Cremona, gli studenti barano e usano l’intelligenza artificiale per fare il tema. Il prof: “Facile scoprirli, ecco come”

Paolo Ferri (Bicocca): “Meglio però cambiare la forma dei compiti a casa ma non demonizziamo la tecnologia”

Una lezione al liceo

Una lezione al liceo

Milano, 7 marzo 2024 – Che gli studenti siano da sempre a caccia di scorciatoie per ridurre al minimo il tempo da passare sui libri è noto, che però in una terza media ben 18 studenti su 23 abbiano fatto scrivere il tema all’intelligenza artificiale cambia un po’ le cose. Tempi nuovi, stratagemmi che si aggiornano si dirà. Non proprio, perché la diffusione dell’intelligenza artificiale generativa, in grado cioè di riprodurre il linguaggio umano sempre più fedelmente (usando però un archivio infinito di informazioni), cambia le regole del gioco. Costringendo la scuola, per esempio, a rivedere alcuni approcci tradizionali.

"Sicuramente non è più il caso di dare testi compilativi come compiti a casa", dice Paolo Ferri, professore ordinario di Tecnologie della formazione all’università Milano-Bicocca, che da quasi vent’anni si occupa del rapporto tra istruzione ed evoluzione digitale e il cui ultimo libro s’intitola proprio “A scuola con le tecnologie. Insegnare e apprendere nel digitale“.

Professore, sgomberiamo subito il campo: quanto è difficile scoprire se uno studente ha barato usando ChatGpt?

"Non molto a dire il vero. Soprattutto dopo la pandemia, la competenza linguistica dei ragazzi si è molto abbassata. Se un elaborato scritto è fatto dall’AI si capisce abbastanza facilmente. Almeno per ora... Lo sviluppo è talmente veloce e imprevedibile che chissà, magari tra qualche tempo si potrà anche chiedere al computer di scrivere come un ragazzino di 16 anni, errori compresi".

A quel punto sarà la morte definitiva dei compiti a casa?

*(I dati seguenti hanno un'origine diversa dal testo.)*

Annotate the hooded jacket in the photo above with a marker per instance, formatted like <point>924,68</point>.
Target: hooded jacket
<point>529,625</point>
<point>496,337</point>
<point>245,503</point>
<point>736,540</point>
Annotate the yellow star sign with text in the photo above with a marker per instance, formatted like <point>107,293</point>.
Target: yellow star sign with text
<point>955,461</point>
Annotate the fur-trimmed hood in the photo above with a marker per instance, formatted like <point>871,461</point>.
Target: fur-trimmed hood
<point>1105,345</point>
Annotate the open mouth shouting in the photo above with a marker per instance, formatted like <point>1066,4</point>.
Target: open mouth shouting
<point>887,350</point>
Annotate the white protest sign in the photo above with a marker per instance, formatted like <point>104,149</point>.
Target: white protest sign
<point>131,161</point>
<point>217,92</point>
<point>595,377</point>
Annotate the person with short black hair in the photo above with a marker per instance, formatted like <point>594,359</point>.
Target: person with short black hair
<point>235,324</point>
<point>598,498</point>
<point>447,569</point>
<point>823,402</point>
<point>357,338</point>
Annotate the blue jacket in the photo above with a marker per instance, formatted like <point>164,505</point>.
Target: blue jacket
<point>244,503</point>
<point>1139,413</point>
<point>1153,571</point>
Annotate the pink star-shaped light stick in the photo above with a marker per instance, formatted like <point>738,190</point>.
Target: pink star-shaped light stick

"Sicuramente si pone il problema di modificarli. L’AI generativa si trova a suo agio sui terreni mnemonici e di organizzazione dei dati, ma sul fronte dell’esperienza diretta, dell’elaborazione personale restituisce risultati molto scadenti. Quindi i professori dovranno gioco forza ripensare ai compiti a casa, puntando proprio sulle esperienze dei ragazzi. E poi i momenti di verifica dovranno essere necessariamente fatti in classe, meglio ancora se oralmente. L’oralità diventerà sempre più importante. La questione di fondo comunque è che questa tecnologia è già ampiamente usata dai ragazzi e nel futuro lo sarà sempre di più. Serviranno anzi persone e figure professionali in grado di usarla e “governarla“. L’atteggiamento di chiusura o il far finta di niente è inutile. La scuola deve farci conti".

In che modo?

"Per esempio provando a trasformarla da minaccia in risorsa. Proviamo a usarla in classe e valutare non tanto le risposte che fornisce, quanto piuttosto le domande che le vengono poste. Per utilizzarla in maniera produttiva infatti servono persone competenti, in grado, appunto, di fare le domande giuste. Certo, si pone il problema della formazione degli insegnanti che ora in questo campo è drammatica. Per i docenti già ora può essere uno strumento molto utile, in grado snellire il lavoro nelle sue parti più noiose. Bisogna trovare un modo che sia utile anche ai ragazzi. Una strada è segnata dai fondi sulla scuola del Pnrr: oltre al potenziamento delle lingue straniere e delle materie Stem, c’è anche più formazione in laboratorio. Bisogna quindi tornare a far fare agli studenti esperienze reali sulle quali poi sviluppare connessioni e valutazioni personali. L’intelligenza artificiale ci obbliga a confrontarci, in maniera più urgente, con la vera sfida della scuola, che però è la stessa da sempre".

Quale?

"La motivazione allo studio dei ragazzi. In questo senso però l’AI può essere una risorsa: il confronto con uno strumento così potente e duttile può stimolarli a porre e a porsi nuove e più complesse domande".